Le lien qui rattache le Canada à l’Angleterre est si fragile qu’il suffirait d’un souffle pour le rompre. L’Angleterre a toujours eu pour principe de laisser la plus grande liberté d’administration à ses colonies. Mais au Canada, cette liberté a pris de telles proportions qu’elle est devenue une véritable autonomie, presque une indépendance absolue ; le mot fait à peu près seul défaut. En effet, depuis l’acte de confédération de 1867, le Canada a la haute main sur tous les services. Il possède un pouvoir exécutif, un parlement, un budget, une milice, un tarif douanier, auquel sont soumis les produits anglais tout comme ceux des autres nations : il peut même conclure des traités de commerce, sous réserve de sauvegarder les apparences diplomatiques. S’il n’arrive pas jusqu’à avoir des représentants diplomatiques à l’étranger, il a toutefois trouvé le moyen d’avoir un commissaire général, non seulement à Paris, mais même à Londres, auprès du gouvernement de la métropole. La fonction de gouverneur général du Canada, déjà bien annihilée, devient pour ainsi dire presque honorifique. Le gouverneur représente la Reine, reçoit les hommages, donne des fêtes, et c’est tout. Enfin, les Canadiens se sont octroyé un drapeau spécial en appliquant sur les couleurs anglaises les armes des provinces canadiennes. Le nouvel État a pris le nom de Dominion ou Puissance du Canada.

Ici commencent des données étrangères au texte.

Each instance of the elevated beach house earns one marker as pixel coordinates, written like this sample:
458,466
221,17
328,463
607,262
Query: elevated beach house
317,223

Grâce à cette organisation fort ingénieuse, le Canada retire de cette situation tous les avantages que comporte la protection du pavillon britannique sans en avoir les inconvénients. Non seulement la souveraineté morale de l’Angleterre est pour lui une source de force et de prestige, mais encore la flotte britannique, qui rayonne sur toutes les mers, est pour lui un appui précieux, et le fait que les représentants diplomatiques et consulaires de l’Angleterre sont également les siens épargne au budget du Canada de lourdes charges.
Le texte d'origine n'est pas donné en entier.